A grama sempre mais verde do vizinho
Foi o sábio e divertido caranguejo Sebastião que muito bem disse que “o fruto do meu vizinho parece melhor que o meu, seu sonho de ir lá em cima, eu creio que é engano seu” a uma jovem e iludida Ariel. Claro que, como os outros contos de fada da Disney, tudo deu certo no final e a pequena sereia virou uma mulher linda depois de ser beijada pelo seu príncipe e foi viver o sonho americano. Na vida real, no entanto, as coisas não costumam ser tão certinhas assim.
Não é de hoje que muitas pessoas acham que a grama do vizinho é mais verde, mas, sem a menor dúvida, as redes sociais amplificaram isso de maneira incomensurável – e qualquer situação que exija uma palavra tão bela quanto essa (ainda mais se for na voz do professor Girafales), só pode ser importante.

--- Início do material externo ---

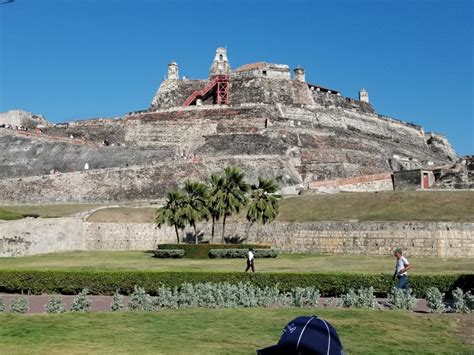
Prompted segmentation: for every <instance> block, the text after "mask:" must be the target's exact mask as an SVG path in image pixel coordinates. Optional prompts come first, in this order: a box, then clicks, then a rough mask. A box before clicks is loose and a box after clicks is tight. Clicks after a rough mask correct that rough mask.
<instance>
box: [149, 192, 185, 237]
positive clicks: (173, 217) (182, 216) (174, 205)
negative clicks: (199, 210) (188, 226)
mask: <svg viewBox="0 0 474 355" xmlns="http://www.w3.org/2000/svg"><path fill="white" fill-rule="evenodd" d="M185 197H186V196H185V195H184V193H182V192H181V191H179V190H174V191H168V192H167V193H166V204H165V205H164V206H163V207H160V208H158V209H157V210H156V219H155V223H156V224H157V226H158V228H161V226H162V225H163V224H167V225H168V226H174V230H175V232H176V240H177V241H178V244H179V233H178V229H183V228H184V226H185V222H186V216H185V215H184V212H183V205H184V201H185Z"/></svg>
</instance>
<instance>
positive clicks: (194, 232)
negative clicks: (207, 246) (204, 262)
mask: <svg viewBox="0 0 474 355" xmlns="http://www.w3.org/2000/svg"><path fill="white" fill-rule="evenodd" d="M192 225H193V228H194V240H195V241H196V244H199V240H198V236H197V229H196V222H192Z"/></svg>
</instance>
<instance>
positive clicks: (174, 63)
mask: <svg viewBox="0 0 474 355" xmlns="http://www.w3.org/2000/svg"><path fill="white" fill-rule="evenodd" d="M178 69H179V68H178V63H176V62H175V61H174V60H173V61H172V62H171V63H170V64H168V80H178V79H179V73H178Z"/></svg>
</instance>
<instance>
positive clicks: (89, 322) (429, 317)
mask: <svg viewBox="0 0 474 355" xmlns="http://www.w3.org/2000/svg"><path fill="white" fill-rule="evenodd" d="M313 314H314V315H318V316H320V317H321V318H324V319H326V320H328V321H329V322H330V323H331V324H332V325H333V326H334V327H335V328H336V329H337V331H338V334H339V336H340V338H341V341H342V344H343V346H344V347H345V351H346V353H347V354H418V355H419V354H472V352H473V351H474V348H473V347H472V345H471V346H469V345H468V342H472V336H470V335H469V333H466V332H464V331H463V329H466V328H469V327H470V328H471V329H472V325H473V318H472V315H436V314H414V313H408V312H403V311H373V310H357V309H355V310H353V309H318V308H315V309H295V308H288V309H269V308H266V309H263V308H253V309H202V308H194V309H178V310H163V311H159V312H157V313H131V312H120V313H90V314H72V313H67V314H62V315H48V314H40V315H14V314H0V352H1V353H3V354H12V353H14V354H105V353H108V354H127V353H128V354H132V353H133V354H255V350H256V349H259V348H262V347H265V346H269V345H273V344H275V343H277V341H278V339H279V337H280V335H281V330H282V329H283V327H284V326H285V324H286V323H287V322H288V321H290V320H291V319H293V318H295V317H297V316H300V315H313ZM471 344H472V343H471Z"/></svg>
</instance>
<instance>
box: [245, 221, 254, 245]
mask: <svg viewBox="0 0 474 355" xmlns="http://www.w3.org/2000/svg"><path fill="white" fill-rule="evenodd" d="M252 226H253V221H252V222H250V223H249V225H248V227H247V230H246V231H245V240H248V239H249V232H250V228H252Z"/></svg>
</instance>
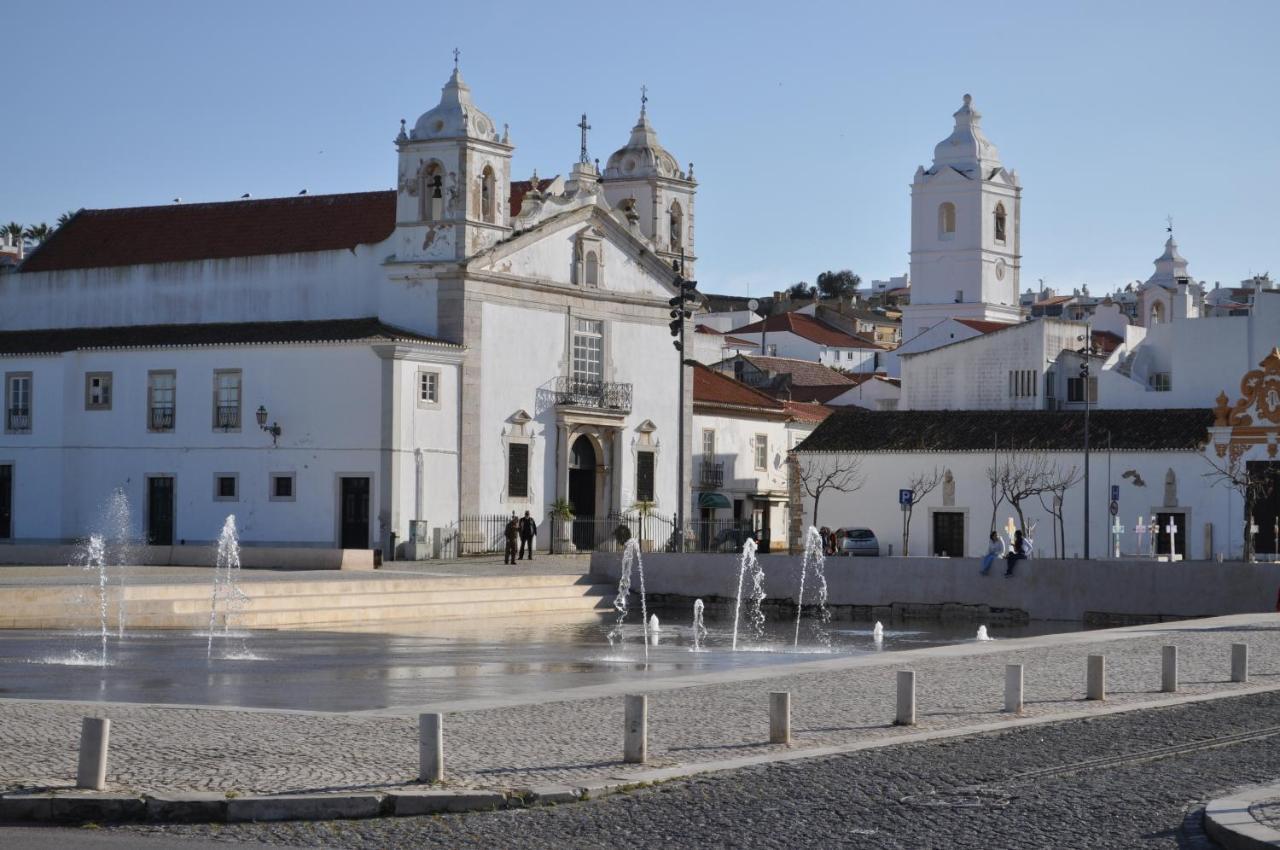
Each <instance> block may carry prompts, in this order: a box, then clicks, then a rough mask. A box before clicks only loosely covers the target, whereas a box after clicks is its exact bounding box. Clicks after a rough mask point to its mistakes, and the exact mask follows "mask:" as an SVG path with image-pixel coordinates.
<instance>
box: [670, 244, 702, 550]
mask: <svg viewBox="0 0 1280 850" xmlns="http://www.w3.org/2000/svg"><path fill="white" fill-rule="evenodd" d="M672 265H673V266H676V269H675V271H676V282H675V283H676V297H673V298H671V300H668V301H667V303H668V305H671V325H669V326H671V335H672V337H675V338H676V339H675V342H672V344H673V346H675V347H676V352H677V355H678V357H680V381H678V387H680V389H678V392H680V403H678V405H677V406H676V419H677V421H678V422H680V426H678V430H677V444H678V449H677V452H676V457H677V460H676V465H677V470H678V471H677V472H676V493H677V498H676V539H677V540H678V543H677V545H678V547H680V548H678V552H684V550H685V495H686V494H685V366H687V365H690V364H692V362H695V361H692V360H687V358H685V321H686V320H687V319H689V317H690V316H692V315H694V314H692V311H691V310H689V309H687V307H686V305H687V302H690V301H698V282H696V280H686V279H685V274H684V273H685V257H684V253H681V257H680V261H678V262H675V261H673V262H672Z"/></svg>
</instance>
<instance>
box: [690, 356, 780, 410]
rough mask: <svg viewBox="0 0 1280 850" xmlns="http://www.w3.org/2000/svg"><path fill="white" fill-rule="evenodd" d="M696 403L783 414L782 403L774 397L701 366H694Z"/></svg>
mask: <svg viewBox="0 0 1280 850" xmlns="http://www.w3.org/2000/svg"><path fill="white" fill-rule="evenodd" d="M694 403H703V405H728V406H731V407H756V408H762V410H764V411H768V412H776V413H781V412H783V405H782V402H780V401H777V399H776V398H773V397H772V396H767V394H765V393H762V392H760V390H758V389H754V388H751V387H748V385H746V384H744V383H742V381H740V380H733V379H732V378H730V376H728V375H722V374H721V373H718V371H716V370H714V369H712V367H709V366H703V365H701V364H698V365H695V366H694Z"/></svg>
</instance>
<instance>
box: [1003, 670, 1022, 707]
mask: <svg viewBox="0 0 1280 850" xmlns="http://www.w3.org/2000/svg"><path fill="white" fill-rule="evenodd" d="M1005 710H1006V712H1010V713H1012V714H1021V713H1023V666H1021V664H1005Z"/></svg>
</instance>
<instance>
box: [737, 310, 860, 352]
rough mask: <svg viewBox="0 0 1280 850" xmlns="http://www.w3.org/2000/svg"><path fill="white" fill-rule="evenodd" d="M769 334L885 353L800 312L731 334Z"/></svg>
mask: <svg viewBox="0 0 1280 850" xmlns="http://www.w3.org/2000/svg"><path fill="white" fill-rule="evenodd" d="M762 328H763V329H764V330H765V333H768V332H771V330H772V332H787V333H794V334H795V335H797V337H803V338H805V339H808V341H810V342H815V343H818V344H819V346H831V347H832V348H874V349H877V351H883V349H884V347H883V346H878V344H876V343H873V342H870V341H868V339H863V338H861V337H854V335H852V334H846V333H845V332H844V330H836V329H835V328H832V326H829V325H824V324H822V323H820V321H818V320H817V319H814V317H813V316H806V315H804V314H800V312H781V314H778V315H776V316H769V317H768V319H764V320H763V321H755V323H751V324H749V325H746V326H745V328H735V329H733V330H731V332H730V333H731V334H745V333H760V329H762Z"/></svg>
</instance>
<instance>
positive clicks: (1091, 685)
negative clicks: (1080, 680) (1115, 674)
mask: <svg viewBox="0 0 1280 850" xmlns="http://www.w3.org/2000/svg"><path fill="white" fill-rule="evenodd" d="M1084 698H1085V699H1106V698H1107V657H1106V655H1089V668H1088V675H1087V676H1085V696H1084Z"/></svg>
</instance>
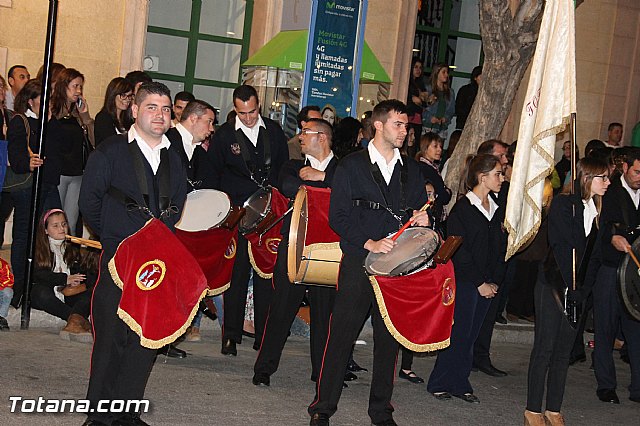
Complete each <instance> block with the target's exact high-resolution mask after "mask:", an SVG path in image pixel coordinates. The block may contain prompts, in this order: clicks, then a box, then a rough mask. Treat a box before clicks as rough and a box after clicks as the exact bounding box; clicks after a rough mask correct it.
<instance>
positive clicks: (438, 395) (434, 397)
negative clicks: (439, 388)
mask: <svg viewBox="0 0 640 426" xmlns="http://www.w3.org/2000/svg"><path fill="white" fill-rule="evenodd" d="M431 395H433V397H434V398H435V399H438V400H440V401H446V400H447V399H451V394H450V393H449V392H432V393H431Z"/></svg>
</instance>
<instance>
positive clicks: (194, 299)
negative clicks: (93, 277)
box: [109, 219, 207, 349]
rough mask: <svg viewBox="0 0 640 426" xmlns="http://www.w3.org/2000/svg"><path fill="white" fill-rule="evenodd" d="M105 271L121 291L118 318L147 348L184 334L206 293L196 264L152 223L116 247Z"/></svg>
mask: <svg viewBox="0 0 640 426" xmlns="http://www.w3.org/2000/svg"><path fill="white" fill-rule="evenodd" d="M109 271H110V272H111V276H112V277H113V280H114V281H115V283H116V284H117V285H118V286H119V287H120V288H122V297H121V299H120V304H119V306H118V316H120V318H122V320H123V321H124V322H125V323H127V325H128V326H129V327H131V329H132V330H133V331H134V332H136V333H137V334H138V335H139V336H140V343H141V344H142V346H145V347H147V348H151V349H157V348H160V347H162V346H164V345H166V344H168V343H171V342H173V341H175V339H177V338H178V337H180V336H181V335H182V334H184V331H185V330H186V328H187V327H188V326H189V324H191V320H192V319H193V316H194V315H195V313H196V310H197V306H198V304H199V302H200V300H201V299H202V297H204V295H205V293H206V288H207V280H206V278H205V276H204V274H203V273H202V270H201V269H200V266H199V265H198V263H197V262H196V260H195V259H194V258H193V256H192V255H191V254H190V253H189V251H188V250H187V249H186V248H185V247H184V246H183V245H182V243H181V242H180V241H179V240H178V239H177V238H176V236H175V235H174V234H173V233H172V232H171V231H170V230H169V229H168V228H167V227H166V226H165V225H164V224H163V223H162V222H160V221H159V220H157V219H151V220H150V221H149V222H147V224H146V225H145V226H144V227H143V228H142V229H141V230H139V231H138V232H136V233H135V234H133V235H131V236H129V237H127V238H126V239H125V240H124V241H123V242H122V243H120V245H119V246H118V250H117V251H116V254H115V256H114V257H113V258H112V259H111V261H110V262H109Z"/></svg>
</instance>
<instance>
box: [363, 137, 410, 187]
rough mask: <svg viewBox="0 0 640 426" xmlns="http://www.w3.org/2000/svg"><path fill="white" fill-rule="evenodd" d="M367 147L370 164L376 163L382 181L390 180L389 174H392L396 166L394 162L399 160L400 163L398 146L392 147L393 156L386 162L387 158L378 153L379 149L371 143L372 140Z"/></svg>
mask: <svg viewBox="0 0 640 426" xmlns="http://www.w3.org/2000/svg"><path fill="white" fill-rule="evenodd" d="M367 149H368V150H369V157H370V158H371V164H377V165H378V167H379V168H380V172H382V177H383V178H384V181H385V182H387V185H389V182H391V176H393V169H395V167H396V163H397V162H398V161H399V162H400V164H402V157H400V150H399V149H398V148H394V149H393V158H392V159H391V161H389V162H388V163H387V160H385V158H384V157H383V156H382V154H380V151H378V149H377V148H376V146H375V145H374V144H373V141H372V142H371V143H369V145H367Z"/></svg>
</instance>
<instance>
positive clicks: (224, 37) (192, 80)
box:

Mas é verdade que desde os tempos do falecido Orkut, que ter uma lista do que os amigos estão fazendo deixou de ser uma diversão boba para se tornar, para muita gente, motivo de sofrimento e agonia. “Como fulano pode viajar tanto? Como pode ser tão feliz? Como pode estar sempre bem?”, se perguntam os que costumam ter os olhos mais gordos e de fazer inveja no Zeca Pimenteira, personagem de Jovani Mendez Nunes, que fez muito sucesso na antiga versão do Zorra Total.
E percebendo esse novo filão de mercado, eis que surgiram os “digital influencers” (influenciadores digitais) que, na linha de novidades que a gente passaria muito bem com pelo menos uns 80% a menos, estão um degrau abaixo dos youtubers, e lado a lado com os Coaches de qualquer coisa.
O coach, que pode ser tanto um entendido em algum assunto com muita experiência e conhecimento para transmitir, como também um bocó qualquer com confiança em excesso e escassez de utilidade, virou uma febre nos últimos anos e, como não poderia deixar de ser, espalhou-se ainda mais por conta da internet, essa ferramentazinha marota, tão útil e perigosa ao mesmo tempo.
Mas então, eis que nesse ambiente virtual, vimos surgir coaches de tudo; sobre a vida financeira, relacionamento, felicidade, motivação, animais de estimação, paternidade, enfim, acredito que todas as áreas são abrangidas. Algumas vezes, em situações inusitadas, como no caso do “Primo Rico”, que dá dicas para alcançar a independência financeira (me convidaram para participar das lives dele às 5h da manhã, mas poucas coisas no mundo me motivariam a acordar tão cedo – dicas para ganhar dinheiro não estão entre elas) e que, recentemente apareceu em destaque na mídia por ter um imóvel avaliado em R$ 1,7 milhões indo a leilão por falta de pagamento. “Eu classifico isso como uma experiência”, defendeu-se, pouco antes da matéria alertar que seus advogados pediram um tempo maior para que ele pague o processo (de R$ 8 mil), porque está com falta de recursos, e de um documento de 2016, em que ele declara pobreza, circular pela internet.
Bom, não sou habilitado para julgar nada e nem ninguém, muito menos tenho formação em coaching, mas acredito que alguém que dá dicas sobre alcançar a independência financeira não passaria por esse tipo de situação, sei lá. A não ser que declarar ser pobre faça parte da estratégia, aí eu já apliquei muito na vida.
Mas esse é só um exemplo, teve aquela outra que recomendou que quem está desempregado procure uma empresa e trabalhe pelo menos duas semanas sem receber e que esse trabalho voluntário vai convencer a empresa a contratá-lo. É… só que não, né?
Enfim, a verdade é que, pessoa ou sereia, desde sempre nos é comum achar que a situação do outro está melhor, principalmente quando enfrentamos alguma dificuldade ou, ainda, acreditar em fórmulas quase mágicas, que levem ao sucesso, ao corpo perfeito, à riqueza ou seja o que estiver buscando. No entanto, é importante ter cautela e lembrar sempre que, talvez você nem perceba, mas para o seu vizinho, sua grama também pareça bem mais verde no fim das contas.